Partenariat prometteur

Selon Armand Soldera, le contrat de quatre ans conclu avec GM l'hiver dernier ouvre plusieurs possibilités. Déjà, un candidat à la maîtrise et un doctorant ont décidé de participer au projet. Le professeur est enchanté de pouvoir mener un projet industriel qui reste toutefois lié à la spécialité de son laboratoire, soit l'étude des interactions au sein de la matière molle. Par ailleurs, il ne s'inquiète pas des difficultés financières que traverse actuellement le géant américain de l'auto : « Pour assurer son avenir à long terme, GM n'a pas le choix d'innover et de développer des créneaux pour le futur. Son implication en recherche fondamentale va exactement dans cette direction. Certains critiquent le fait que GM continue de mettre en marché des véhicules énergivores. Or, au même moment, cette entreprise développe une expertise pour les véhicules moins polluants, comme son prototype EV-1. »

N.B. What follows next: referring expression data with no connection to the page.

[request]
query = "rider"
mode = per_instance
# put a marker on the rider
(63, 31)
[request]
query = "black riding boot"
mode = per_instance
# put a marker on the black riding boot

D'ailleurs, si ce premier contrat de recherche donne des résultats prometteurs, GM pourrait prolonger sa collaboration avec la Faculté des sciences dans un second projet de recherche sur une autre composante problématique des piles à combustibles, la cathode.

Revaloriser la chimie

Le professeur Soldera espère que la diffusion de ce genre de recherches va contribuer à redorer le blason de la chimie. « On perçoit beaucoup d'opinions négatives autour de la chimie, accusée de causer bien des torts. En Angleterre, des départements de chimie ferment et d'autres changent de nom pour surmonter leurs problèmes d'image. Or, il faut aussi voir que la chimie contribue à améliorer le sort de la planète », conclut le spécialiste de la physicochimie moléculaire.